Im Zusammenhang mit der Kritik am IPCC wir in den letzten Wochen von Diaxs Rake bis nature darauf verwiesen, dass die beteiligten Wissenschaftler ihre Arbeit für die Berichte kostenlos und neben ihrer eigentlichen Arbeit als Wissenschaftler erbringen. Die Frage, ob diese Tatsache in irgendeiner Weise als Entschuldigung für Fehler und arroganten Umgang mit Kritikern herangezogen werden kann, soll hier außenvor bleiben. Mich interessiert, ob es nicht bereits ein entscheidender Konstruktionsfehler einer Politikberatungs-Institution ist, wenn die Arbeit der Berater kostenlos erbracht wird.
Nicht erst seit Marx und Engels wissen wir, dass “die Menschen vor allem essen, trinken, wohnen und sich kleiden, also arbeiten müssen, ehe sie um die Herrschaft streiten, Politik, Religion, Philosophie usw. treiben können”. Übertragen auf Wissenschaftler können wir sicher sagen, dass auch diese zunächst bezahlter Arbeit nachgehen müssen, bevor sie sich um kostenlose Politikberatung kümmern können. Unter diesem Licht müssen die Gründe betrachtet werden, die jemanden dazu bringen, seine Kompetenzen in erheblichem Umfang kostenlos für eine Tätigkeit zur Verfügung zu stellen, die ihn nicht ernährt.
Klimaforscher sind nicht die einzigen, die so etwas tun. das Ehrenamt in Vereinen und Organisationen lebt davon.
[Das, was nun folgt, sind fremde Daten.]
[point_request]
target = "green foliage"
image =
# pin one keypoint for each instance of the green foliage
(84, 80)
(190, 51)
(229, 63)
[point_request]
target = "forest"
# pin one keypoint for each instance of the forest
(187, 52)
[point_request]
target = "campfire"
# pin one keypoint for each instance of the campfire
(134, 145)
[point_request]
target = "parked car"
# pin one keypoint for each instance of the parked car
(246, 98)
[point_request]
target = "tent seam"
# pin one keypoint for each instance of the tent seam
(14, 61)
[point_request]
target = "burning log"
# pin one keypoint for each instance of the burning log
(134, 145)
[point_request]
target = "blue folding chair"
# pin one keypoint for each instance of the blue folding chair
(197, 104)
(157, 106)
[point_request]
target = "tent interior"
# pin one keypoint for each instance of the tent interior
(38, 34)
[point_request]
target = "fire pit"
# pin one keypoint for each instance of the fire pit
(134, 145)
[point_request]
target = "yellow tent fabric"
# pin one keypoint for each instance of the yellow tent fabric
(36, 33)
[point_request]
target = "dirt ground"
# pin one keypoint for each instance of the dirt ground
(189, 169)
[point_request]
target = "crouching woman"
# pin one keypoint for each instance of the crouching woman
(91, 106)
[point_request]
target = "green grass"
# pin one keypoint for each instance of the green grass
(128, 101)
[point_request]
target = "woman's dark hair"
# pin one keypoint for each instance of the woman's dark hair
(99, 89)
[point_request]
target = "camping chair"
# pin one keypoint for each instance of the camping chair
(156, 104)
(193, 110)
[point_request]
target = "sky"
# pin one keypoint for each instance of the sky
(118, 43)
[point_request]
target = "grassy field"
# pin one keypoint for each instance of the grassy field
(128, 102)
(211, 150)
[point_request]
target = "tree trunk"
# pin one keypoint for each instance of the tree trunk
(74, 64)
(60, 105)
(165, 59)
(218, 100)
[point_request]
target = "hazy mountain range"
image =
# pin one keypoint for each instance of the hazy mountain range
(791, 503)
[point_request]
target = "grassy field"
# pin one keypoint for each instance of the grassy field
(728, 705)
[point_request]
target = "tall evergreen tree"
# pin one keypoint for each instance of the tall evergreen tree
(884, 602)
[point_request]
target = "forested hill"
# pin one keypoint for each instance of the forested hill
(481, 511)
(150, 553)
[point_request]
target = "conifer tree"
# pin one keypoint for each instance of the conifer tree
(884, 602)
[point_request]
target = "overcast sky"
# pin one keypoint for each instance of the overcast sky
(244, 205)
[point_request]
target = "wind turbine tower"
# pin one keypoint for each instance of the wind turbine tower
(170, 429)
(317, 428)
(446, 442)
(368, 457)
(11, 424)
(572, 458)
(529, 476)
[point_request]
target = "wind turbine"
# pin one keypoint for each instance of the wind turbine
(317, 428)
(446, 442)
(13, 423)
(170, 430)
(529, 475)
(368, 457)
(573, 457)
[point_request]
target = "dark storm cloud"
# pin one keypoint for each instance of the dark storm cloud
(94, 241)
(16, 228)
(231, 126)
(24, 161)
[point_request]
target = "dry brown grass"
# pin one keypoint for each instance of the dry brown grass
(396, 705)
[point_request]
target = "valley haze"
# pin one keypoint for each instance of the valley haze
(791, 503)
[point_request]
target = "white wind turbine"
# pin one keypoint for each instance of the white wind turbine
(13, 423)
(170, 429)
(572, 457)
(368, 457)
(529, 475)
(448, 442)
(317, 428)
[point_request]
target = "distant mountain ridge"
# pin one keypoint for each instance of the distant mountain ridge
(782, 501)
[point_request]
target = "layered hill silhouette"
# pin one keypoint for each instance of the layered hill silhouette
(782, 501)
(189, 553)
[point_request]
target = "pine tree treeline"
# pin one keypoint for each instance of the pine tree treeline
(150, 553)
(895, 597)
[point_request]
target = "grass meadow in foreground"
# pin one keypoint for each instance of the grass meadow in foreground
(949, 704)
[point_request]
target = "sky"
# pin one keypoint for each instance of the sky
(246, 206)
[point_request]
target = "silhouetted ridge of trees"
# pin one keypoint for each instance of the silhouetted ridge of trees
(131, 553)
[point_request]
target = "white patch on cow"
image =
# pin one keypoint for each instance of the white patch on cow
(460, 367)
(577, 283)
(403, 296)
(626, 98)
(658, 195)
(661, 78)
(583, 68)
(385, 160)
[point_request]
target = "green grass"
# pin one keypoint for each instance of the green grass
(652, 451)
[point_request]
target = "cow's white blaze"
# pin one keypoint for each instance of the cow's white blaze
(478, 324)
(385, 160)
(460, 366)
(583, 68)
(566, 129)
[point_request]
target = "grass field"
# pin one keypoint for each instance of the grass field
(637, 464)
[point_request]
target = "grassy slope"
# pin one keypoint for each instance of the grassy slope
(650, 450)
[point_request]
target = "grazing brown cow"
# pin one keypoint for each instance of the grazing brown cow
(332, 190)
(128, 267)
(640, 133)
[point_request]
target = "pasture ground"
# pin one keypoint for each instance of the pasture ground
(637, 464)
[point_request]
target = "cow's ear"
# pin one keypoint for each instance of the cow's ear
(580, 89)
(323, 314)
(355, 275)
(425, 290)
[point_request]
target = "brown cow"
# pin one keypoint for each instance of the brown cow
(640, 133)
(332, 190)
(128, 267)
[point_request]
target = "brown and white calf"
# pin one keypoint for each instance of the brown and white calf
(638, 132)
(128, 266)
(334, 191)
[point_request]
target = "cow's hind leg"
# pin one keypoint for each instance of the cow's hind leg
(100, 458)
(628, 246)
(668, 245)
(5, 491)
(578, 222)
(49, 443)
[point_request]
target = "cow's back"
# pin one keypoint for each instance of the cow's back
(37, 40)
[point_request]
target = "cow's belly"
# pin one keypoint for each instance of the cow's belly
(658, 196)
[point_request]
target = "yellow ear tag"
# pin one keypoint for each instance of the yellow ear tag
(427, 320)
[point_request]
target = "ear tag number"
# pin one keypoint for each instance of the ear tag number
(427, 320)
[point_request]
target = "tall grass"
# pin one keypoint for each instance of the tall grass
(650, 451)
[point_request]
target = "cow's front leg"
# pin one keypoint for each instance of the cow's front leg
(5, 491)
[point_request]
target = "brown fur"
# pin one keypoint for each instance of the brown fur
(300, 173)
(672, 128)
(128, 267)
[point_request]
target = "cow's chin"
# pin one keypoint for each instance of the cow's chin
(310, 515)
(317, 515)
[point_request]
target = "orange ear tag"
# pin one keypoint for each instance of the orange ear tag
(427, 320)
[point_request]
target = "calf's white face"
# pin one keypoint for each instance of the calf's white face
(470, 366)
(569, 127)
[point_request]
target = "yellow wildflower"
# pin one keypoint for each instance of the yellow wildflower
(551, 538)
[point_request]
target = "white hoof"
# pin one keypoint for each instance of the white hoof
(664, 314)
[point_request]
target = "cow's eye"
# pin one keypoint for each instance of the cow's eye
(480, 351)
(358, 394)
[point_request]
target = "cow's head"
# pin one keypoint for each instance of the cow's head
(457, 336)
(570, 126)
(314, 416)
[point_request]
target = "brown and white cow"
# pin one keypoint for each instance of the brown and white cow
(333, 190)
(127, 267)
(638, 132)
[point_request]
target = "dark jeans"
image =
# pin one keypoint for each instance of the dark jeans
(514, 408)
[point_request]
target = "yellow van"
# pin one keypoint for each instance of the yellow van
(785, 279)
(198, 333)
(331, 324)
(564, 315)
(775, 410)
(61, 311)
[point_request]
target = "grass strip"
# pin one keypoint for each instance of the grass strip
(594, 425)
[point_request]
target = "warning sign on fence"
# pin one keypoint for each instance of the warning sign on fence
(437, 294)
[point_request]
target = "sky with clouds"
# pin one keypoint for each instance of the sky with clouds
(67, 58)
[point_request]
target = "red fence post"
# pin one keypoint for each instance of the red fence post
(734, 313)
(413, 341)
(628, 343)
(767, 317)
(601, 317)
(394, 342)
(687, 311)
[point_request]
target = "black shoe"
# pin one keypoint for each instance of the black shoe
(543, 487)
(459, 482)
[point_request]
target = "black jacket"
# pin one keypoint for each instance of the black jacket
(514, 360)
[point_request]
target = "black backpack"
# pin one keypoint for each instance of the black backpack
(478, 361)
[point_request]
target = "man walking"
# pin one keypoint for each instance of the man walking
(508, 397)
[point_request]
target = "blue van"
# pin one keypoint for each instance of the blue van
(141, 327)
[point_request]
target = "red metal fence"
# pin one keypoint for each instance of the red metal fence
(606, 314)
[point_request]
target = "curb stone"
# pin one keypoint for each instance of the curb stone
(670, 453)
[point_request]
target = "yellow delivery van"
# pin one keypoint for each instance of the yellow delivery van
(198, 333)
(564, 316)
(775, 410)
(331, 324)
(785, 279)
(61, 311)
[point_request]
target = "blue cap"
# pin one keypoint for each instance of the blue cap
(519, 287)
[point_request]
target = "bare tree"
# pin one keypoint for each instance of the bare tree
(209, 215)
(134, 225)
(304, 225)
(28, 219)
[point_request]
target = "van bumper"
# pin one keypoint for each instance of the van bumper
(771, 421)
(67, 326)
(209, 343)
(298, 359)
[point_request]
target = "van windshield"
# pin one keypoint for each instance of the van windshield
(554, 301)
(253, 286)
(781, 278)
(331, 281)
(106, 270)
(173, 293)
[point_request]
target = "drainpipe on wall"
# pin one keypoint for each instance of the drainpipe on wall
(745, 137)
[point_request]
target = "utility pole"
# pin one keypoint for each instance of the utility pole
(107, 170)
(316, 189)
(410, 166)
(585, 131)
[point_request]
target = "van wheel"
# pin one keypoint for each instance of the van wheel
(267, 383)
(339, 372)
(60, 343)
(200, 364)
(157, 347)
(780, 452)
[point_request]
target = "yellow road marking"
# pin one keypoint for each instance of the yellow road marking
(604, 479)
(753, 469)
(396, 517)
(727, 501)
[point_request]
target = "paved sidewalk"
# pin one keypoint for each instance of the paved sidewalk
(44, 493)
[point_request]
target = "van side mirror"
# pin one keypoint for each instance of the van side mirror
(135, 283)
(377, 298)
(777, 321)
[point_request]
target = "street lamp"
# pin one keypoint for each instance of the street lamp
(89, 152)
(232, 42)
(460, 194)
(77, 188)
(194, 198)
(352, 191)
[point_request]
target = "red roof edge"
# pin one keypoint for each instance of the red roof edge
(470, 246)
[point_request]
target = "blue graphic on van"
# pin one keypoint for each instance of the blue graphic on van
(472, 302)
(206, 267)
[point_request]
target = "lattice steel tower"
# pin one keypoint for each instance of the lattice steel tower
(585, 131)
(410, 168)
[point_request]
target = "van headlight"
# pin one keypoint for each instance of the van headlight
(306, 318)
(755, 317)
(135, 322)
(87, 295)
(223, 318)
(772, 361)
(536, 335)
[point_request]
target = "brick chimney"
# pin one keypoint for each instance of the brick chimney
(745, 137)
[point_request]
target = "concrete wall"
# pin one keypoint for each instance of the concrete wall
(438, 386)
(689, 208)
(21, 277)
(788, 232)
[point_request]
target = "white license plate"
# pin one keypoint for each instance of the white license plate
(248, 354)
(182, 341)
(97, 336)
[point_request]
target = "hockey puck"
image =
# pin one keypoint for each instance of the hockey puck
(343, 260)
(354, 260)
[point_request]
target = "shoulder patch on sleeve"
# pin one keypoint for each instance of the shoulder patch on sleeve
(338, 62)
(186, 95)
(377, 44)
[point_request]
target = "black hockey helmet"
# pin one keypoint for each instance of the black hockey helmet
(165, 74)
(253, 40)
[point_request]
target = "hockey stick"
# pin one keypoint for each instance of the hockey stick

Kaum ein Blogger kann von seinem Blog leben, trotzdem investieren viele eine Menge Zeit ins öffentliche Schreiben und Kommentieren. Welche Gründe gibt es dafür? Ich sehe drei Motive:
1. Man hat einfach Spaß an der Sache, es bringt einem Entspannung von der sonstigen Arbeit, Freude und vielleicht ein bisschen persönliche Anerkennung.
2. Man hat eine Botschaft, eine Misson. Man fühlt sich aus moralischen Erwägungen heraus gefordert, etwas zu tun.
3. Man erhofft sich aus seinen kostenlosen Tätigkeiten einen Zuwachs an Reputation und Kontakten, die als Investition für angestrebte bezahlte Tätigkeiten dienen können.
Können diese drei Motive als ausreichende Basis für kostenlose Politikberatung dienen? Offensichtlich nicht.
Jeder weiß, dass der Spaß an einer Sache einem schnell vergehen kann, wenn diese anstrengend wird. Anstrengend heißt hier nicht, dass die Lösung von Problemen kompliziert wird oder alle Kräfte, die man hat, herausfordert. Anstrengung, die einem den Spaß verdirbt, kommt vor allem daher, dass man auf Gegner stößt, die die Sache behindern oder zurückdrängen wollen. Das ist bei jeglicher Politikberatung aber alltäglich, da Politik im Wesentlichen der Machtkampf verschiedener Interessensgruppen ist.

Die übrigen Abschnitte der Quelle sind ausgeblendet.